Part 3 of 3: Measuring Mass with a Balance
Step 1. Use a three-arm balance
This balance is widely used to calculate the mass of objects. This balance has three arms equipped with weights. The weights on the balance arm can be shifted so that you can measure the mass of the object.
- This three-arm balance is not affected by the force of gravity, so it can provide an accurate measure of mass. The way it works is by comparing the mass of a known object with the mass of the object being sought.
- The middle balance arm has a scale of 100 g, while the back arm has a scale of 10 g, and the front arm can read from 0 to 10 g. The weights on the arm are located at one point.
- You can measure the mass of an object accurately using this balance. The measurement error on the three-arm balance is only 0.06 g. Imagine this balance sheet working like a seesaw.
Step 2. Slide the three weights up to the left end of the arm
Slide everything while the balance plate is still empty, so the number that reads is zero.
- If the marker on the right end of the arm is not parallel to the equilibrium line, you must calibrate the balance by turning the screw on the lower left side of the balance plate.
- You should do this step to make sure the empty balance plate weighs 0.000 g so that it doesn't affect the reading of the results obtained. The weight of the balance plate is called the tare.
- You can also turn the dial under the dish in or out until it reads zero. Place the object to be measured on the balance plate. Now, you are ready to determine the mass by sliding the weight.

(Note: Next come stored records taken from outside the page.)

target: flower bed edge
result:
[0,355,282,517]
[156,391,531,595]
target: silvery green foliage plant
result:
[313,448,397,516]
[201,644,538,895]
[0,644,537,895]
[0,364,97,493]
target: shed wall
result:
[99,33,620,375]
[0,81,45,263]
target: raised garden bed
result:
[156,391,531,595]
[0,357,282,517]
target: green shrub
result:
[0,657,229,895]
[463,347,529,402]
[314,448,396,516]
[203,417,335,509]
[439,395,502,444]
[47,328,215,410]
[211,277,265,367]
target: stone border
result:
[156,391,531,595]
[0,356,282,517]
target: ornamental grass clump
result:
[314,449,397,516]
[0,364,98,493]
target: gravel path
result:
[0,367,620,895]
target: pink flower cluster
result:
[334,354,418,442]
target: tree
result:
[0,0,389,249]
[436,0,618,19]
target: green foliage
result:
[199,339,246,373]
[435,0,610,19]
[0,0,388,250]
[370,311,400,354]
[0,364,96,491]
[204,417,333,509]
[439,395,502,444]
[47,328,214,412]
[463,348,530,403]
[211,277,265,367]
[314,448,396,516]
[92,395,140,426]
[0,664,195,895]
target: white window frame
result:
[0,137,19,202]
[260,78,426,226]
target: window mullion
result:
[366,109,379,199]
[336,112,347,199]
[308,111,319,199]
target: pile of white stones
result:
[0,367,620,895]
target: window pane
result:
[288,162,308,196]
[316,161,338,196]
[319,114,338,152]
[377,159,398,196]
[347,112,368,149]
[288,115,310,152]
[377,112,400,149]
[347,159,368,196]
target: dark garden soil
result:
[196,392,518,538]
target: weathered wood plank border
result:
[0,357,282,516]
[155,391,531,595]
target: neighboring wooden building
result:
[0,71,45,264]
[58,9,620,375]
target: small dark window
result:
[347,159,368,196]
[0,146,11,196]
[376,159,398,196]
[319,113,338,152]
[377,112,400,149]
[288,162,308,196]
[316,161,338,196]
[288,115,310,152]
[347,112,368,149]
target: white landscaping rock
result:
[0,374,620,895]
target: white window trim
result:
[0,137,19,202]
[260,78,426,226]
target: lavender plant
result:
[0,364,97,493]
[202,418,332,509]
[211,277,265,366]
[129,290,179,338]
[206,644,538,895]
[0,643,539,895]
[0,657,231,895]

Step 3. Slide the weights one by one
First, slide the weight on the 100 g arm to the right. Continue sliding until the marker is below the equilibrium point. The scale on the balance arm is calculated from the left side stating the mass of the object in units of hundreds of grams. Swipe from one point to another.
- Slide the weight on the 10 g arm to the right. Keep sliding until the marker is below the equilibrium point. The scale on the balance arm is calculated from the left side stating the mass of the object in tens of grams.

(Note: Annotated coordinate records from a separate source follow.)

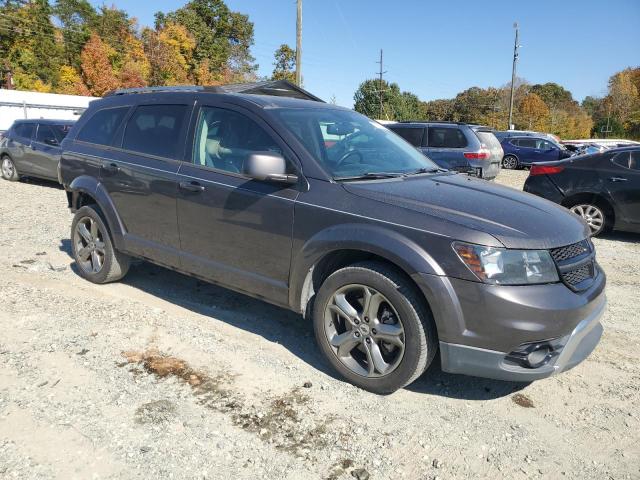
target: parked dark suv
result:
[60,88,605,392]
[386,121,502,180]
[0,119,74,181]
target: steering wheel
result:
[336,150,364,167]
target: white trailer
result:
[0,89,96,132]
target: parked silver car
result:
[0,119,74,181]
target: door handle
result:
[100,163,120,173]
[179,182,204,193]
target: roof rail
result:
[104,85,205,97]
[398,120,466,125]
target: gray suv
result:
[386,121,503,180]
[0,119,74,181]
[60,87,605,393]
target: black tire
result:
[502,155,520,170]
[313,262,438,394]
[71,205,131,284]
[0,155,20,182]
[567,200,613,237]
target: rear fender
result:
[67,175,125,250]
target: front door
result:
[178,101,298,304]
[101,102,192,267]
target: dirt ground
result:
[0,172,640,480]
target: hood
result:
[343,174,588,249]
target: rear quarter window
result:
[429,126,467,148]
[391,127,424,147]
[76,107,129,145]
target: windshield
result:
[274,108,438,179]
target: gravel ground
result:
[0,172,640,480]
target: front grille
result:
[551,240,591,262]
[549,240,596,290]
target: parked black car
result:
[386,121,503,180]
[60,87,605,392]
[524,147,640,235]
[0,119,74,181]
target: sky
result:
[87,0,640,107]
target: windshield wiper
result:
[333,172,405,181]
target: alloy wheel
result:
[73,217,105,273]
[502,155,518,170]
[2,157,15,179]
[571,204,605,235]
[324,284,405,377]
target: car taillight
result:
[529,165,564,176]
[464,150,491,160]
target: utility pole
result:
[507,22,520,130]
[296,0,302,87]
[376,49,387,120]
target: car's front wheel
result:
[502,155,518,170]
[0,155,20,182]
[71,205,131,283]
[313,262,437,393]
[569,202,609,237]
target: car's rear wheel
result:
[502,155,518,170]
[71,205,131,283]
[0,155,20,182]
[569,202,609,237]
[313,262,437,393]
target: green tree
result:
[271,43,296,83]
[161,0,257,79]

- The front arm of the balance is not marked with a scale. You can shift the weights to any side. The number that is read on the arm represents the mass of the object in grams. The bold lines between the numbers on the arms represent tenths of a gram.
Step 4. Calculate the mass of the object
Now, you can calculate the mass of the object on the balance plate. You only need to add up the numbers that are read on the three arms of the balance.
- Read the front arm like reading a ruler. You can read it to the nearest half line.
- For example, let's say you measure the mass of a can of soda. If the back arm reads 70 g, the middle arm reads 300 g, and the front arm reads 3.34 g, the mass of the can of soda is 373.34 g.
Tips
- The symbol for mass is m or M.
- You can use an online calculator to calculate mass if you already know the volume and specific gravity.